In the film’s only real departure from Savage’s book, Wolf brings four historical teens to life through the careful use of recreation. Brenda Dean Paul, a Bright Young Thing, Melita Maschmann, a Hitler Youth, Tommie Scheel, a Hamburg Swinger, and Warren Wall, an African American Boy Scout, have all been recreated for Teenage to give the film’s narrative yet another layer. While all four stories are impressively singular and specific to their eras, they are at the same time indicative of the universal struggles teenagers go through to gain autonomy from adults, government and society at large. After learning to use 16mm film, Wolf seamlessly mixed archival and recreated footage together to give these four youths a new visual story. As Wolf put it, “we’ve rescued them from the margins of history.”
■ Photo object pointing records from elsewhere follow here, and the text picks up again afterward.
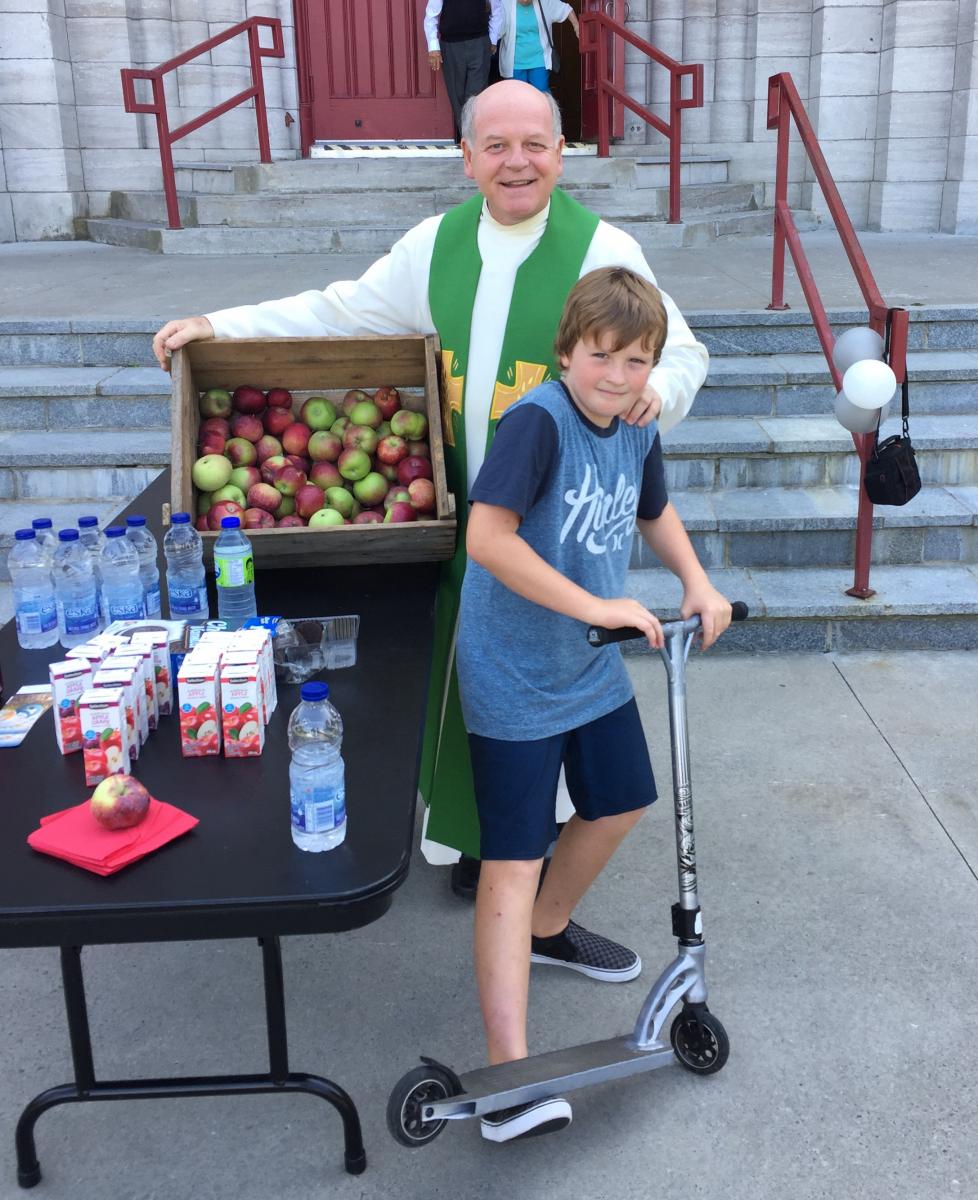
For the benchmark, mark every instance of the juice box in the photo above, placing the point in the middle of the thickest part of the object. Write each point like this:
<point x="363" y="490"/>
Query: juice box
<point x="159" y="640"/>
<point x="129" y="681"/>
<point x="69" y="681"/>
<point x="241" y="708"/>
<point x="106" y="745"/>
<point x="198" y="693"/>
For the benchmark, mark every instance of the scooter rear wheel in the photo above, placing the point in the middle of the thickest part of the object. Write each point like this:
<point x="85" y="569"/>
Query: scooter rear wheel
<point x="420" y="1086"/>
<point x="700" y="1042"/>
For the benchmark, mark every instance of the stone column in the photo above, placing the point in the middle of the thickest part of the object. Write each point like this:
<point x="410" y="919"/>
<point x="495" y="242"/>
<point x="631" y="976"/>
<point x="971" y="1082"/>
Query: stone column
<point x="41" y="165"/>
<point x="916" y="87"/>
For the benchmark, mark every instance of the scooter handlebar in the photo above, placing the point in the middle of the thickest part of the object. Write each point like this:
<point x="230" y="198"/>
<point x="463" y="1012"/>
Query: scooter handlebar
<point x="598" y="636"/>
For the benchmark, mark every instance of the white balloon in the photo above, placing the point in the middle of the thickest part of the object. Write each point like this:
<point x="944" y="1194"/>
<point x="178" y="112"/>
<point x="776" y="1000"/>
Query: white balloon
<point x="869" y="384"/>
<point x="855" y="346"/>
<point x="856" y="420"/>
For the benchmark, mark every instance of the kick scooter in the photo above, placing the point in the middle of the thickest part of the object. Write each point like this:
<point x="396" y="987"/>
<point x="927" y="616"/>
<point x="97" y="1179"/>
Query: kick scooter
<point x="431" y="1095"/>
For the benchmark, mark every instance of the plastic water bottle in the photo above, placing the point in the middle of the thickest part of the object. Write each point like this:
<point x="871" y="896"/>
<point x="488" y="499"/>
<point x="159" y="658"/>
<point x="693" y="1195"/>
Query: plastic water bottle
<point x="93" y="539"/>
<point x="34" y="607"/>
<point x="46" y="535"/>
<point x="145" y="545"/>
<point x="316" y="773"/>
<point x="75" y="591"/>
<point x="234" y="568"/>
<point x="186" y="580"/>
<point x="123" y="597"/>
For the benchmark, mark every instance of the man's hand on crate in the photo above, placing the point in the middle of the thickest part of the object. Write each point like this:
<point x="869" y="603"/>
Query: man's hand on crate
<point x="178" y="333"/>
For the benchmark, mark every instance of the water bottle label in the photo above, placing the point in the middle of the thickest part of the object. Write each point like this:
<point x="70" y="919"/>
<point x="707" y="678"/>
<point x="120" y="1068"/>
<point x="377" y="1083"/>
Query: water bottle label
<point x="36" y="617"/>
<point x="186" y="599"/>
<point x="234" y="571"/>
<point x="318" y="809"/>
<point x="81" y="617"/>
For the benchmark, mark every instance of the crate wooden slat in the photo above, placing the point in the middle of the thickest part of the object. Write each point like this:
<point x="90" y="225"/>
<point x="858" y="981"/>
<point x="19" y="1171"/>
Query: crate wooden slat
<point x="317" y="364"/>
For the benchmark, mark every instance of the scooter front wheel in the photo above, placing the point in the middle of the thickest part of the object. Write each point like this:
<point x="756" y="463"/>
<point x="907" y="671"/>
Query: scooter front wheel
<point x="700" y="1041"/>
<point x="406" y="1105"/>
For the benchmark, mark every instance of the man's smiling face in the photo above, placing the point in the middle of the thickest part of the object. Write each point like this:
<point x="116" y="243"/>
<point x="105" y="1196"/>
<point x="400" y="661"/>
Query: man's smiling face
<point x="515" y="159"/>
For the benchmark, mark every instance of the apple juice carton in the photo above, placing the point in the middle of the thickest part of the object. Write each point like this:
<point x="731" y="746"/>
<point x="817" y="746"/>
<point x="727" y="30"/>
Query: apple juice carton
<point x="127" y="679"/>
<point x="144" y="653"/>
<point x="159" y="641"/>
<point x="69" y="681"/>
<point x="198" y="694"/>
<point x="106" y="744"/>
<point x="241" y="708"/>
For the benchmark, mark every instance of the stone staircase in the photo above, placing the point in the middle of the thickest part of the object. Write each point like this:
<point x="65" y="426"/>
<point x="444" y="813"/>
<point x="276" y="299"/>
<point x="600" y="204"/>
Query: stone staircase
<point x="761" y="472"/>
<point x="363" y="205"/>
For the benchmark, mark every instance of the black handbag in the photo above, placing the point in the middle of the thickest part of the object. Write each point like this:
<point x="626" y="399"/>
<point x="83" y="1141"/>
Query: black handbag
<point x="892" y="475"/>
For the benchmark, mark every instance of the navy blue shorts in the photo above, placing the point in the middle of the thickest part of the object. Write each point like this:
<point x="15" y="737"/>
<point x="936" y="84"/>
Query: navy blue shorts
<point x="607" y="769"/>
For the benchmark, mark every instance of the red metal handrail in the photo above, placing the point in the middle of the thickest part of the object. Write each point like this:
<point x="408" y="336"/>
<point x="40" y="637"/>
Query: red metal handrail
<point x="159" y="105"/>
<point x="784" y="105"/>
<point x="592" y="23"/>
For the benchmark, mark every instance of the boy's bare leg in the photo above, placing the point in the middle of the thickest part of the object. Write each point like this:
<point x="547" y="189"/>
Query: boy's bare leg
<point x="579" y="858"/>
<point x="503" y="910"/>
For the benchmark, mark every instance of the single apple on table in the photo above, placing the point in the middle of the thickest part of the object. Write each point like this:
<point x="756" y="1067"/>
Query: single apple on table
<point x="119" y="802"/>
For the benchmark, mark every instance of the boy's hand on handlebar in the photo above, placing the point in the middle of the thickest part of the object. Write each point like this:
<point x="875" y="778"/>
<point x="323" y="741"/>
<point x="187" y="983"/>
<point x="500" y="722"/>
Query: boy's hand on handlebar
<point x="178" y="333"/>
<point x="623" y="613"/>
<point x="711" y="606"/>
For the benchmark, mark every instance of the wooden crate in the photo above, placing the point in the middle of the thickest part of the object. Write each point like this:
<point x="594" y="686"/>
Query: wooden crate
<point x="312" y="366"/>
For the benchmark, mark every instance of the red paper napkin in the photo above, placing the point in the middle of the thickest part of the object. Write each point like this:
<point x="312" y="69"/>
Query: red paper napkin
<point x="76" y="837"/>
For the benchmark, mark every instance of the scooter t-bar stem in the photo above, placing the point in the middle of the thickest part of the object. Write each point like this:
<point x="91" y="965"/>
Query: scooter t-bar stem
<point x="598" y="636"/>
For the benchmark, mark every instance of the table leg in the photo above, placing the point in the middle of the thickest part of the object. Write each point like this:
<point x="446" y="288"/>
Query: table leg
<point x="87" y="1087"/>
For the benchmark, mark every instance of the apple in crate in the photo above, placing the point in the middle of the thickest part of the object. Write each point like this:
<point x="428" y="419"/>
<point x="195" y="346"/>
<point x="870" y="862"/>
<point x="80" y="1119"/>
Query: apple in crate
<point x="215" y="402"/>
<point x="119" y="802"/>
<point x="211" y="472"/>
<point x="249" y="400"/>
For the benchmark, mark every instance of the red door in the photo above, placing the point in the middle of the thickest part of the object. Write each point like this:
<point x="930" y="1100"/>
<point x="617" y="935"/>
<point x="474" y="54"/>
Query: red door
<point x="369" y="72"/>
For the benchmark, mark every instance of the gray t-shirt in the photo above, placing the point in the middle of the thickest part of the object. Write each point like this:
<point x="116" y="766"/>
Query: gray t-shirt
<point x="525" y="671"/>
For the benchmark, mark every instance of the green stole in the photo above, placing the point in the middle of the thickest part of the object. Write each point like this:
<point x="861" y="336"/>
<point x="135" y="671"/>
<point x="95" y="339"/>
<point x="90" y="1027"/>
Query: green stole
<point x="539" y="293"/>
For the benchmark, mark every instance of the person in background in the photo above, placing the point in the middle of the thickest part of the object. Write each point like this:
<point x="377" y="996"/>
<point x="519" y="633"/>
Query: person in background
<point x="462" y="36"/>
<point x="526" y="51"/>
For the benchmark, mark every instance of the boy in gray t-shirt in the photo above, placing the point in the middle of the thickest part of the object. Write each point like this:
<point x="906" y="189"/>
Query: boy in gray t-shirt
<point x="549" y="539"/>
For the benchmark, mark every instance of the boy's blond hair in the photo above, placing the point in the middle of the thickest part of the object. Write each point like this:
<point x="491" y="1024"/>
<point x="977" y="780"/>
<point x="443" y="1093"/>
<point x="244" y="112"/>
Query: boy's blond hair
<point x="612" y="300"/>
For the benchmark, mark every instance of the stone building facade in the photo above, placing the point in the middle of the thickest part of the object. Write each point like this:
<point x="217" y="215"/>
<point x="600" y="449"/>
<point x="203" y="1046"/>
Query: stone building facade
<point x="891" y="87"/>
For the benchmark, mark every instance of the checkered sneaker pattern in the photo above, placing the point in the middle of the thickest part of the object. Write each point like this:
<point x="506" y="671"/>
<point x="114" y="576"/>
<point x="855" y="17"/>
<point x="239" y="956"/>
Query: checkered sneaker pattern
<point x="591" y="954"/>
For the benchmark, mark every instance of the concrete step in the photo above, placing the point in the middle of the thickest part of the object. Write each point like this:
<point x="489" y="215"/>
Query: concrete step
<point x="915" y="607"/>
<point x="814" y="527"/>
<point x="715" y="454"/>
<point x="51" y="397"/>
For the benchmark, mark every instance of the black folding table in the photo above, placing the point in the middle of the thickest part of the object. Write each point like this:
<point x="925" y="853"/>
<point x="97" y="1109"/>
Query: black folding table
<point x="238" y="874"/>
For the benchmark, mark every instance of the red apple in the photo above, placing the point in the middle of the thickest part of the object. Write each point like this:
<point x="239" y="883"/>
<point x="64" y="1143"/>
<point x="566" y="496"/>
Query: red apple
<point x="413" y="468"/>
<point x="423" y="495"/>
<point x="241" y="453"/>
<point x="258" y="519"/>
<point x="249" y="400"/>
<point x="277" y="420"/>
<point x="324" y="447"/>
<point x="388" y="401"/>
<point x="215" y="402"/>
<point x="119" y="802"/>
<point x="309" y="499"/>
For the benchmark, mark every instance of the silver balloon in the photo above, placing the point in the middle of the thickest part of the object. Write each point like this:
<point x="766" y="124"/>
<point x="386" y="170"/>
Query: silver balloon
<point x="856" y="345"/>
<point x="855" y="419"/>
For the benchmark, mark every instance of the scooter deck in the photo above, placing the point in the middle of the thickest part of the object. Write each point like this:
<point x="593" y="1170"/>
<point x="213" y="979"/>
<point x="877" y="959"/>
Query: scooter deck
<point x="490" y="1089"/>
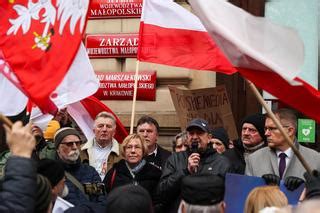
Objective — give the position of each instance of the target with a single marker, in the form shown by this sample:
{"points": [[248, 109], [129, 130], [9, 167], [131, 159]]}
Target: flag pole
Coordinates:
{"points": [[5, 120], [134, 96], [279, 126]]}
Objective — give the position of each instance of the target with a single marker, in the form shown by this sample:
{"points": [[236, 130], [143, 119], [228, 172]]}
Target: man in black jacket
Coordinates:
{"points": [[148, 127], [18, 188], [200, 158]]}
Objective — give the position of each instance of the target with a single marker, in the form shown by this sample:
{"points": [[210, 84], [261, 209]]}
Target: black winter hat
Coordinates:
{"points": [[198, 123], [43, 194], [221, 134], [129, 199], [202, 189], [51, 169], [62, 133], [257, 120]]}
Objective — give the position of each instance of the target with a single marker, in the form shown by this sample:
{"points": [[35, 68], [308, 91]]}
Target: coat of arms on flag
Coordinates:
{"points": [[39, 40]]}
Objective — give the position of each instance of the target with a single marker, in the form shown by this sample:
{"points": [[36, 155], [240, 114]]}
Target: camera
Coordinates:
{"points": [[94, 188], [194, 147]]}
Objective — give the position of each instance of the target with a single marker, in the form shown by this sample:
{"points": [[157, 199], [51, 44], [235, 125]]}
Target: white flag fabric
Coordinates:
{"points": [[13, 101], [249, 41], [79, 83]]}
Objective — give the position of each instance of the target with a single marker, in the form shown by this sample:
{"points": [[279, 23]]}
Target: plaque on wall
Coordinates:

One of the main themes of Teenage is the self-definition of youth by youth. In discussing the film both Savage and Wolf explained the test they employed to keep themselves within the margins of their massive topic, the so-called “teen test.” The teen test is a series of questions and concerns that go something like this: Is the footage of a teenager? Is it about a teenager? Is it from their perspective? Is it about teenagers defining what it means to be young? As Savage and Wolf discussed the “teen test,” I was reminded of all the high-school movies and television shows made for teenagers with a cast made up entirely of adults. It seems Savage and Wolf’s documentary might rescue teenagers themselves from the margins of representation.
As much as I like the idea of there not being a loaded term adults can use to dismiss the difficulty of adolescence, I know I’d rather have been a “teenager” than simply a child. Teenager has become a word as loaded as “hipster;” it’s a catchall term with no fixed definition that no one wants to be associated with. It seems, however, that the film Teenage might remind us of the great energy and optimism that youth culture embodies, especially in difficult times like Nazi Germany or the Great Depression. As Savage pointed out Friday night, “youth is a powerful dissolver of class.”
Jon Savage and Matt Wolf’s Teenage talk took place on Friday, October 19, 7pm at Artists Space (55 Walker Street, Tribeca, Manhattan).